Aucunes chinoiseries du sexe ne lui a été épargnées, surtout lorsqu'elle est entre les mains des supérieurs hiérarchiques pas trés choqués de la partager avec l'ensemble du chantier. A deux, à plusieurs ils lui défoncent le corps et le reste....
Ne reculant devant rien , nos hommes "jaune" ont tout essayé sur elle , même leur fameuse "muraille de chine", une pratique sexuelle trés hard héritée des traditions aristocratiques millénaires de leur nation qui ne finit pas de s'éveiller telle une érection matinale, bousculant tout sur son passage. Mais toujours "collectiviste" dans le comportement en partageant tout !
Ainsi,nos maçons du bout du monde lui permettent de mettre du beurre dans ses épinards. Pas d'excellents amants, d'après ses dires, mais depuis déjà trés longtemps elle ne cherche plus l'orgasme reconstructeur. A la chaîne, elle les liquide, ça et là, dans les sentiers et les moindres recoins, loin des descentes policières et des regards haineux des gens de la ville.
A deux ou trois reprises, nos hommes au yeux bridés ont essayé de la garder un plus longtemps , l'un par amour, l'autre par solitude et le dernier, le plus malin, pour faire commercer son corps auprès des ses compatriotes de l'autre côté de la ville. A tous les trois, avec véhemence elle a dit non sans ménagement. Elle sait être mêchante et sans scrupules quand le corps à corps prend la forme d'un enfermement. La vie de la rue a été sa seule école.

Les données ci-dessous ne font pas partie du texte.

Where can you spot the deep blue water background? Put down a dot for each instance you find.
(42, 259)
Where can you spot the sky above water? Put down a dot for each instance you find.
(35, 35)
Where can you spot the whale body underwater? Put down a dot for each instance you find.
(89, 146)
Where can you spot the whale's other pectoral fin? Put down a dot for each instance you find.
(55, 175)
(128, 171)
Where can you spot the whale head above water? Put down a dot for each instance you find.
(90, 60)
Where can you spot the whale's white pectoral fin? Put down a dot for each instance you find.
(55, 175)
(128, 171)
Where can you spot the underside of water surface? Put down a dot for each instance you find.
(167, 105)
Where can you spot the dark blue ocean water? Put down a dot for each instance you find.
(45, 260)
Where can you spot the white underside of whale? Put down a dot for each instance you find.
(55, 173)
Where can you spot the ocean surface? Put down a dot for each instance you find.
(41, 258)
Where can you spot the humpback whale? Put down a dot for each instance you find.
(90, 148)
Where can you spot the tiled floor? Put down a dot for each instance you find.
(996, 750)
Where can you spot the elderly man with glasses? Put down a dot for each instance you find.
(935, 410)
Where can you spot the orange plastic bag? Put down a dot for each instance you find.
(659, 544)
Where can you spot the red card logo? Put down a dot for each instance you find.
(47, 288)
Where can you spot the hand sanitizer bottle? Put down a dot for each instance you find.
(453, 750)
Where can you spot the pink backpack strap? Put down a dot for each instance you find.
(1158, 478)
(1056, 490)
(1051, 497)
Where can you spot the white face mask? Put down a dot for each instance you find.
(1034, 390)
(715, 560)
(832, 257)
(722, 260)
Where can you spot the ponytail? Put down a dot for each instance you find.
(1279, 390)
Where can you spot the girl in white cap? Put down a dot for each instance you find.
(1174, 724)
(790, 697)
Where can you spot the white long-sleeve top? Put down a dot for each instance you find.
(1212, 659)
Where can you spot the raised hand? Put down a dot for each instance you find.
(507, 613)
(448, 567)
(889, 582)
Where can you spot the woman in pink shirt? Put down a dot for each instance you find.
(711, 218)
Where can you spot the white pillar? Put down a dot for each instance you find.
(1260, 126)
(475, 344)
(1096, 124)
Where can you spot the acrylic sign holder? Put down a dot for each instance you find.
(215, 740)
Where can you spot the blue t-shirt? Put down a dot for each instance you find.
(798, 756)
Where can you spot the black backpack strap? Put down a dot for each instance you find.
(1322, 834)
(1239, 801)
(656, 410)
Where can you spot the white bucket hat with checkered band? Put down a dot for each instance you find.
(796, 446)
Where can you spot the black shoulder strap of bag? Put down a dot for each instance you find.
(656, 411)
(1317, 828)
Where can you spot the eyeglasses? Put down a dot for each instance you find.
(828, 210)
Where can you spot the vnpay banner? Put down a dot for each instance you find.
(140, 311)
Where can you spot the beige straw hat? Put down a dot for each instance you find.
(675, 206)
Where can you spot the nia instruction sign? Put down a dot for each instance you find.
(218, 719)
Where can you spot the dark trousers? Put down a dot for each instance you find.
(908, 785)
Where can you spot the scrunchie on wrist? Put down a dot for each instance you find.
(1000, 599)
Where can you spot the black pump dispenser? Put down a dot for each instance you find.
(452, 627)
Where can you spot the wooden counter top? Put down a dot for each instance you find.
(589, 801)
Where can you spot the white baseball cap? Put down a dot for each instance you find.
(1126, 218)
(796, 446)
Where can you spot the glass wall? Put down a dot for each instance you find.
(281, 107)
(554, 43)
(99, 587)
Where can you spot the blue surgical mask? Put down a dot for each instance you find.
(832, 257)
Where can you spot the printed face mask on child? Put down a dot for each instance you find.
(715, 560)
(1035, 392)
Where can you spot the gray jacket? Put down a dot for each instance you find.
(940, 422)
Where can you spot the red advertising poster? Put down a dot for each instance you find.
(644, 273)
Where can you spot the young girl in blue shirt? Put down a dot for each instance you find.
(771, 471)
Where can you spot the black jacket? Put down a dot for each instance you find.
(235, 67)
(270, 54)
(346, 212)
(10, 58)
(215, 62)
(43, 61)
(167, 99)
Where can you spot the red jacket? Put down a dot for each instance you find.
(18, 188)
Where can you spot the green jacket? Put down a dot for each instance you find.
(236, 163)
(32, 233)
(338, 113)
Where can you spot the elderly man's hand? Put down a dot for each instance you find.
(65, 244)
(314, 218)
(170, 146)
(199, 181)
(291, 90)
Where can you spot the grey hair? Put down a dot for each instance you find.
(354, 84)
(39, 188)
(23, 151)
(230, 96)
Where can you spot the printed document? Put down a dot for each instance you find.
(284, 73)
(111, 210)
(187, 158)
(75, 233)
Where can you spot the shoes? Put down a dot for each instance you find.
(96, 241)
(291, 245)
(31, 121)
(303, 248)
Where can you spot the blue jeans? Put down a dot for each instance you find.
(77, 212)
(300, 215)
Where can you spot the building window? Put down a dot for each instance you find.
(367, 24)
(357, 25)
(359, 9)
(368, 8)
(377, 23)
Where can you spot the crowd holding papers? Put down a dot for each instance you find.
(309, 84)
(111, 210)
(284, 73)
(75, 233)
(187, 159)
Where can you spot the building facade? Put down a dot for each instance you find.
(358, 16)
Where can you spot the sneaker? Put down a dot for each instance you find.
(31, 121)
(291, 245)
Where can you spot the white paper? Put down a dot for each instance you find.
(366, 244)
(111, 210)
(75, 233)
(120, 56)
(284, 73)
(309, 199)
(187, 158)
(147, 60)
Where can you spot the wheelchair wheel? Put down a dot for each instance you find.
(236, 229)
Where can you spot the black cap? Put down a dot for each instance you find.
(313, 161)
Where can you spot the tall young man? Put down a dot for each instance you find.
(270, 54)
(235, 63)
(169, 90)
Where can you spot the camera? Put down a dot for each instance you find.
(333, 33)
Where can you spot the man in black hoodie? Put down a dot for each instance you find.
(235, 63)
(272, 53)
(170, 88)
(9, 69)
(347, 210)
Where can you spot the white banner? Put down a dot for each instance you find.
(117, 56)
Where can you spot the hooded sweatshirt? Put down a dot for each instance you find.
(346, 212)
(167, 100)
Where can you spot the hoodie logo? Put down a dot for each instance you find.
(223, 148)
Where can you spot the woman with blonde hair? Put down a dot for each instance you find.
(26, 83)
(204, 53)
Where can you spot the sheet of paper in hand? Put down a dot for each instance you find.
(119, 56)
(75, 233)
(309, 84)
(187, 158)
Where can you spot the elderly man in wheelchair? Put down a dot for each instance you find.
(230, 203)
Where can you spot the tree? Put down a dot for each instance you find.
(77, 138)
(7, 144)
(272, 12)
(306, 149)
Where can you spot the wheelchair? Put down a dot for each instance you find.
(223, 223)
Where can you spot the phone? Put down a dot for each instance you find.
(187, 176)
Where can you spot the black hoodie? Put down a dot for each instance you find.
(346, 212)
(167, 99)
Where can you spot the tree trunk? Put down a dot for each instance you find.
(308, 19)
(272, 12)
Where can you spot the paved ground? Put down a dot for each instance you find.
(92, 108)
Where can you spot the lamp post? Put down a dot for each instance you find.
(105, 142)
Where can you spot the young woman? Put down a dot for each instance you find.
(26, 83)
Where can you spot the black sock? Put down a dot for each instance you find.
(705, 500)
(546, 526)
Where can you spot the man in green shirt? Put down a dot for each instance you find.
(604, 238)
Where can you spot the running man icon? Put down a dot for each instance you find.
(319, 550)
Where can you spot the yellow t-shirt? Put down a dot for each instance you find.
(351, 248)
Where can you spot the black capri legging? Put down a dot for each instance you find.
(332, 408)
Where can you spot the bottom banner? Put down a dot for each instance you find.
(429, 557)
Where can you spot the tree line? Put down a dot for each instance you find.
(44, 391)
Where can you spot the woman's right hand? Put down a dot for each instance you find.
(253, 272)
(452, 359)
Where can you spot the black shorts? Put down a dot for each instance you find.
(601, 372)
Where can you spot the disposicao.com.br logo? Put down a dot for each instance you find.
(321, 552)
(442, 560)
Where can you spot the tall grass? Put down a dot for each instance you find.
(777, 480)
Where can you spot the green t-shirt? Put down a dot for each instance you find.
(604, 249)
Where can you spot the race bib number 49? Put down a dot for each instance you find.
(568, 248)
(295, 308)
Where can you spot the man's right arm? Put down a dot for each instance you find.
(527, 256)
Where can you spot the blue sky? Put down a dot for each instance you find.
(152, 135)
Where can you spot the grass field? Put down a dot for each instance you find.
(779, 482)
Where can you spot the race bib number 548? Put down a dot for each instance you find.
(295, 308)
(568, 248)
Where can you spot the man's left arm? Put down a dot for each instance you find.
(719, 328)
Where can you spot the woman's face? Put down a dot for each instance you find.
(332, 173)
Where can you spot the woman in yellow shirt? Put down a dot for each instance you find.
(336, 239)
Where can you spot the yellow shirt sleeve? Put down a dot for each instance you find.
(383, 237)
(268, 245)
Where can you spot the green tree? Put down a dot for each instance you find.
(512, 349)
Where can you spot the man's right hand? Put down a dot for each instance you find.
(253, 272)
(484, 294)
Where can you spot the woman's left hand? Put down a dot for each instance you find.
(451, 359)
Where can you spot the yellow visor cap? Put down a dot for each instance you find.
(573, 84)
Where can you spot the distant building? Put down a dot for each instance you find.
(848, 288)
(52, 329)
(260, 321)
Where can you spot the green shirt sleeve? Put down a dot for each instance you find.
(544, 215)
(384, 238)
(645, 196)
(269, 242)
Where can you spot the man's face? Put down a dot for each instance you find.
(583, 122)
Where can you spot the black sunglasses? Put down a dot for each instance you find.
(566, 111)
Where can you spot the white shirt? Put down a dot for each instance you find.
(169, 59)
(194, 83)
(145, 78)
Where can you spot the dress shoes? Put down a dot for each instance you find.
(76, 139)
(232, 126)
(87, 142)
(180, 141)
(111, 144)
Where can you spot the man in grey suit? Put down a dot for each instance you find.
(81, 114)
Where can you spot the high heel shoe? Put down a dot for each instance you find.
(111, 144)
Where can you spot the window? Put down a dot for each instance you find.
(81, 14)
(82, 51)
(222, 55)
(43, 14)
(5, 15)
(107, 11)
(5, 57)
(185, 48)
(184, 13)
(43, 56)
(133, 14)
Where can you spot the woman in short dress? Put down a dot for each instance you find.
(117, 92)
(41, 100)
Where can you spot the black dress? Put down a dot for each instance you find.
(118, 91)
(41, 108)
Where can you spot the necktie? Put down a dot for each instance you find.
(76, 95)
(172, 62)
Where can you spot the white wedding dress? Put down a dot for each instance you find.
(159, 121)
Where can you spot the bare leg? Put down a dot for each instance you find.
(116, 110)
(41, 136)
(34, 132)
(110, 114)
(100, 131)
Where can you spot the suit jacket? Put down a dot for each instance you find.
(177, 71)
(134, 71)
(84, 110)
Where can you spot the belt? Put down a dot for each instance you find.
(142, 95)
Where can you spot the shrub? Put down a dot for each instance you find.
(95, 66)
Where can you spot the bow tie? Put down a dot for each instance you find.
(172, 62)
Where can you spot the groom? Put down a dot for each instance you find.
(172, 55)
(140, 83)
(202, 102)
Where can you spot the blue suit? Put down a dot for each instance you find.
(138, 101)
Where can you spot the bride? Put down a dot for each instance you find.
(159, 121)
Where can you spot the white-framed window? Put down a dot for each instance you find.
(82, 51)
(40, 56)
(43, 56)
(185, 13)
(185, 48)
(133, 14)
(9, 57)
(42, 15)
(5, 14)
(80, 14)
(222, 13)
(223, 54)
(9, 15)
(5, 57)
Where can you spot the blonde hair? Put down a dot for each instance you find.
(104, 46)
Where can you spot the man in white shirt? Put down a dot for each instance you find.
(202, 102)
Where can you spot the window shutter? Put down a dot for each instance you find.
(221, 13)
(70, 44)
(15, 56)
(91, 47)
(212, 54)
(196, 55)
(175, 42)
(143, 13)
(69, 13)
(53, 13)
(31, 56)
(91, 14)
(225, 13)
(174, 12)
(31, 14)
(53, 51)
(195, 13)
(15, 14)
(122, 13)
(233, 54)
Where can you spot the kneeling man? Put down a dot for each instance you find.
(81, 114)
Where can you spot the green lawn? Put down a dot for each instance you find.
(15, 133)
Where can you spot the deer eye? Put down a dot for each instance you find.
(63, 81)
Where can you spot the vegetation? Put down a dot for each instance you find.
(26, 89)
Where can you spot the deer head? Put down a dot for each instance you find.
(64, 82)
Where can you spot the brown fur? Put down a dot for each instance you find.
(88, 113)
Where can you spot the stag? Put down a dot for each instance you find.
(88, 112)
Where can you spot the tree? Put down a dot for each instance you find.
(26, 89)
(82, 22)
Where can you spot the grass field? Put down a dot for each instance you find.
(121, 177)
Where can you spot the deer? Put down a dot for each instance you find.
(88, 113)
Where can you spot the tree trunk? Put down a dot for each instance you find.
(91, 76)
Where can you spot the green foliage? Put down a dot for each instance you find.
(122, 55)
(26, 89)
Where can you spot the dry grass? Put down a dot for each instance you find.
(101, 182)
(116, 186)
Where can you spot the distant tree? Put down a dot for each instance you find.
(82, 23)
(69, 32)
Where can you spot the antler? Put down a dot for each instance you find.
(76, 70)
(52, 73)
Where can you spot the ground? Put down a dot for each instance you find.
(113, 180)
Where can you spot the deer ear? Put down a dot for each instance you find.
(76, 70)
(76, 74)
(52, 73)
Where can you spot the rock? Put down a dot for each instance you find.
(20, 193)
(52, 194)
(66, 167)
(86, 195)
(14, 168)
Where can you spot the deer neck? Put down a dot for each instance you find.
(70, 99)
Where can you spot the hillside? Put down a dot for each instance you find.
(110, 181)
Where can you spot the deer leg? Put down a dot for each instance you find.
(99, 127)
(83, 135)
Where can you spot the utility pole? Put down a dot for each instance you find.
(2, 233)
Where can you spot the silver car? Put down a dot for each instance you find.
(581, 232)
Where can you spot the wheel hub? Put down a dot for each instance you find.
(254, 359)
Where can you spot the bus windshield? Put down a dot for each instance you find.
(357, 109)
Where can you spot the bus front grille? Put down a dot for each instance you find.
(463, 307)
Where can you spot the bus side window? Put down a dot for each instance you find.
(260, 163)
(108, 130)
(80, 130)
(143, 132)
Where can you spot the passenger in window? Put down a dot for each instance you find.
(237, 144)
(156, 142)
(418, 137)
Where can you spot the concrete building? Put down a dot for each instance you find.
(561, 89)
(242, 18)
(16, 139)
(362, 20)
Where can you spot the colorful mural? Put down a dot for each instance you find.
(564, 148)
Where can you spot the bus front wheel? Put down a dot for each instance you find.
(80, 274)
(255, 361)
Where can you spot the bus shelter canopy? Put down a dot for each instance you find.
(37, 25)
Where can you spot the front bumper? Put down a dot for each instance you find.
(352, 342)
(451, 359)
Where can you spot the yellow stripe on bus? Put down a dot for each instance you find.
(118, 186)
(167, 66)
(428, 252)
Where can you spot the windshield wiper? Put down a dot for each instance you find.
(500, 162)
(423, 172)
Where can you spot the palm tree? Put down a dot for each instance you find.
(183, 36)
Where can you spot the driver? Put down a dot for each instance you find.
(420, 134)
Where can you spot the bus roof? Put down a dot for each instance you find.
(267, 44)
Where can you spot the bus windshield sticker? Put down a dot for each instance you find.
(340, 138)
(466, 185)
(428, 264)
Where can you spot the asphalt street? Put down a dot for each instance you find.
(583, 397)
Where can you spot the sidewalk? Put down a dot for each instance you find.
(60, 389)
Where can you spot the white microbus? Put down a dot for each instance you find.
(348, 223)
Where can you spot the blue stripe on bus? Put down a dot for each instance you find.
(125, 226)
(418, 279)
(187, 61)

C'est une putain oui, et le restera certainement jusqu'au bout du bout de son périple; mais libre de toutes contraintes ou dominations morales. Car côté physique elle a subit l'inimaginable par goût certes :le goût du plaisir, du risque et de l'argent. Mais aussi et surtout par la lâcheté et le mépris des ses clients bourrus d'hier et d'aujourd'ui.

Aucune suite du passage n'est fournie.